Raimundo Floriano de Albuquerque e Silva, Editor deste Almanaque, também conhecido como Velho Fulô, Palhaço Seu Mundinho e Mundico Trazendowski, nascido em Balsas , Maranhão, a 3 de julho de 1936, Católico Apostólico Romano, Contador, Oficial da Reserva do Exército Brasileiro, Funcionário Público aposentado da Câmara dos Deputados, Titular da Cadeira nº 10 da Academia Passa Disco da Música Nordestina, cuja patrona é a cantora Elba Ramalho, Mestre e Fundador da Banda da Capital Federal, Pesquisador da MPB, especializado em Velha Guarda, Música Militar, Carnaval e Forró, Cardeal Fundador da Igreja Sertaneja, Pioneiro de Brasília, Xerife nos Mares do Caribe, Cordelista e Glosador, Amigo do Rio das Balsas, Inventor da Descida de Boia, em julho de 1952, Amigo da Fanfarra do 1° RCG, autor dos livros O Acordo PDS/PTB, coletânea de charges, Sinais de Revisão e Regras de Pontuação, normativo, Do Jumento ao Parlamento, com episódios da vida real, De Balsas para o Mundo, centrado na navegação fluvial Balsas/Oceano Atlântico, Pétalas do Rosa, saga da Família Albuquerque e Silva, Memorial Balsense, dedicado à história de sua terra natal, e Caindo na Gandaia, humorístico apimentado, é casado, tem quatro filhos, uma nora, um genro e dois netos e reside em Brasília, Distrito Federal, desde dezembro de 1960.

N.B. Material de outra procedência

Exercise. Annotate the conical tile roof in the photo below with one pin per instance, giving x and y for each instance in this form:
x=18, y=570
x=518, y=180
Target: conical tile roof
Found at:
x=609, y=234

Do Jumento ao Parlamento quinta, 23 de fevereiro de 2017

OS ALECTOROMAQUISTAS

OS ALECTOROMAQUISTAS

Raimundo Floriano

 

 

                        Em junho de 1988, fiz um pedido de elepês e livros à Funarte, que anunciava um grande lançamento de obras destacando, sonora e graficamente, nomes consagrados da Velha Guarda da Música Popular Brasileira. Para que não se confundissem quanto ao endereço, e também para lhe dar publicidade, anexei meu cartão de visita. Nele, e em todas as edições posteriores, me declaro alectoromaquista – pessoa que gosta de assistir a brigas de galo. Esse termo é derivado do grego. Alectoro quer dizer galo, e maquia significa combate.

 

                        A diretora-executiva da Funarte, achando-o original, mostrou-o ao humorista Millôr Fernandes, meu guru, que tinha uma coluna diária no Jornal do Brasil. No dia 6 daquele mês, Millôr publicou o cartãozinho em seu espaço no JB, e o sucesso foi mais que o inesperado, conforme já tive o ensejo de contar.

 

                        No quente da campanha eleitoral, em 1º de agosto de 1988, a página que Millôr assinava na revista IstoÉ Senhor ostentava esta matéria: Por que não tentar a alectoromancia? Essa palavra também vem do grego. Alectoro, galo, mais mancia, que é adivinhação. Com muita inteligência e graça, o autor explicava o modo de se escolher um candidato utilizando-se a antiga arte de predizer por meio de um galo que ia comendo os grãos de milho colocados sobre letras que formavam palavras. A coisa funcionava assim: se comesse os grãos sobre as letras s-v-o-a-c, formava Covas. No caso dum galo guloso, que devorasse i-n-r-u-e-n-a-l-a, o candidato escolhido seria Aureliano.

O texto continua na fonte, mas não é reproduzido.